Almost 5.4 million people are estimated to have been in the path of Cyclone Mocha, which devastated homes, schools and vital infrastructure.
Meanwhile, neighbouring Bangladesh also sustained damage, though not as severe, with maternal care continuing in Cox’s Bazar refugee camp. During the storm, four healthy babies were born at the Save the Children Primary Health Care Centre, with the maternity team receiving mothers in labour from other camps.
Initial reports indicate numerous casualties, though the exact numbers also cannot be verified due to flooding, blocked roads, and downed communications. In addition, reports suggest that the most severe damage has been done to the wooden houses in internally displaced person camps in coastal areas like Pauktaw, and that many displaced families living there have lost all their belongings.
Hassan Noor, Asia Regional Director at Save the Children, said:
“We are still in the early stages of assessing the devastation caused by Cyclone Mocha. However, we fear hundreds have lost their lives, and many communities in low-lying areas and camps have borne the brunt of the cyclone.”

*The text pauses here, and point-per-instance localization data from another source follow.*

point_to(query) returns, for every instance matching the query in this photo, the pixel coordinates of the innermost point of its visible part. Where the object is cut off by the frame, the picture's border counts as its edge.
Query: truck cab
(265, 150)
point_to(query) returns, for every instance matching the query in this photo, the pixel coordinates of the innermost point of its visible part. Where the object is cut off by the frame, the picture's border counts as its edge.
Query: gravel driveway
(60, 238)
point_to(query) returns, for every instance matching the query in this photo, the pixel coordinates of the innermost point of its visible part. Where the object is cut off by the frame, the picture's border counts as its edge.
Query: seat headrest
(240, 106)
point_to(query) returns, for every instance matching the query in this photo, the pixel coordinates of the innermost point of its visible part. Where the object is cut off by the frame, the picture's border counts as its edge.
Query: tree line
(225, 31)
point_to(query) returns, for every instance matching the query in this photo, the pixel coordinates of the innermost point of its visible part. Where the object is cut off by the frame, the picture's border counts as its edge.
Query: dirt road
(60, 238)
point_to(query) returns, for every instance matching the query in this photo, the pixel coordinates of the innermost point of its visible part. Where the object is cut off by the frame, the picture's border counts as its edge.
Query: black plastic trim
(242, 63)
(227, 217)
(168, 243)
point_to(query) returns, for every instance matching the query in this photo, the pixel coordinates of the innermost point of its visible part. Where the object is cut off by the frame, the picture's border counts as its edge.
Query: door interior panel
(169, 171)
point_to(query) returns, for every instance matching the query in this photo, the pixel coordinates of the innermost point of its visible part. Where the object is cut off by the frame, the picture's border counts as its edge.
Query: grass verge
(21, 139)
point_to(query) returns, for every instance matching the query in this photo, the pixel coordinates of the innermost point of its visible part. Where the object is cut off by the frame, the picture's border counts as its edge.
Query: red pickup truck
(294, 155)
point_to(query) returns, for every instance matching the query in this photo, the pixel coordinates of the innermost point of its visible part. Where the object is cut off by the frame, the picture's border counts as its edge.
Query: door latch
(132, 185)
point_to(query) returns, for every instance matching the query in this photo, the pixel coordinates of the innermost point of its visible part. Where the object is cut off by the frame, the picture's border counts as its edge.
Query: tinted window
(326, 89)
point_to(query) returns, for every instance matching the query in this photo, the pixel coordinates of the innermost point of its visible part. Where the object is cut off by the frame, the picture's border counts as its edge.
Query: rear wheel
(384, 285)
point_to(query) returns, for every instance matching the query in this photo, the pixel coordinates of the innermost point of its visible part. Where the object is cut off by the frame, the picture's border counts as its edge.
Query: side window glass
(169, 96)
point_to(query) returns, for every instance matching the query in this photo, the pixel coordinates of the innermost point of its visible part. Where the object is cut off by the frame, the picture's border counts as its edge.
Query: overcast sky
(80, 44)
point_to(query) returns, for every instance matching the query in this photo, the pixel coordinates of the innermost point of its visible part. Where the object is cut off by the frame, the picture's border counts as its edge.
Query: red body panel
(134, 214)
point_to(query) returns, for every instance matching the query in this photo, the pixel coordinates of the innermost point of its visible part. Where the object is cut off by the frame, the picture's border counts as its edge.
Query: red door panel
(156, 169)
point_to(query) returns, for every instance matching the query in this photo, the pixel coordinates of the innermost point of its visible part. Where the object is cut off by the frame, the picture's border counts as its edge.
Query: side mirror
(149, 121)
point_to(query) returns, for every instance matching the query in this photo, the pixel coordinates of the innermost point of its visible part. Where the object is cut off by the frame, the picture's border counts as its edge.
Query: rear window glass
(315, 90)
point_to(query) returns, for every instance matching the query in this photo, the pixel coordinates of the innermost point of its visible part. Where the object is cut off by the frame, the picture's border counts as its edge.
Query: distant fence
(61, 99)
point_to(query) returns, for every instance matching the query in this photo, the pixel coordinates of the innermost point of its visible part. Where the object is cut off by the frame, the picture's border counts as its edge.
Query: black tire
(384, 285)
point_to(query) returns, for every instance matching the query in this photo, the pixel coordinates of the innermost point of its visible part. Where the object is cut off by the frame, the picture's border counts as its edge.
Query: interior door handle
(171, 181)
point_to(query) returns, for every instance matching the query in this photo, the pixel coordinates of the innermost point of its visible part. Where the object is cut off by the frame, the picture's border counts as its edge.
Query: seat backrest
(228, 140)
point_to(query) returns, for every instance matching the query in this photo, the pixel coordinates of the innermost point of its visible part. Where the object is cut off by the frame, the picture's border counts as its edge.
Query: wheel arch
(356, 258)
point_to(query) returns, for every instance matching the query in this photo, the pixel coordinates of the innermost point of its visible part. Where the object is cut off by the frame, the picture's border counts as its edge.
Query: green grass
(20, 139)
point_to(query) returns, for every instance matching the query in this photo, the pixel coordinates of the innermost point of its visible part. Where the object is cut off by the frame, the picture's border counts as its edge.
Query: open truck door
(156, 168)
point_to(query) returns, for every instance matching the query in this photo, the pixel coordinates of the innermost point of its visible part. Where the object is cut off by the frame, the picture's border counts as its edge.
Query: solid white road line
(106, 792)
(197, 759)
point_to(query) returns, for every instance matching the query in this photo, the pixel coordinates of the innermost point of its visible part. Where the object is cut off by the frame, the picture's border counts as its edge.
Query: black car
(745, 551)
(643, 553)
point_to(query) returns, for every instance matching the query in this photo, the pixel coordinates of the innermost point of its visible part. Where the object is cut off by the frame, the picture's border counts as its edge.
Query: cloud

“Our greatest concern is the long-term impact of the cyclone on children; many will have lost their homes or been separated from their parents. In addition, some may be unable to return to school because many schools may be badly damaged.”
Save the Children is supporting families affected by the cyclone with food, child protection, health services, education, and access to clean water and sanitation.
Save the Children has been working in Myanmar since 1995, providing life-saving healthcare, food and nutrition, education and child protection programmes.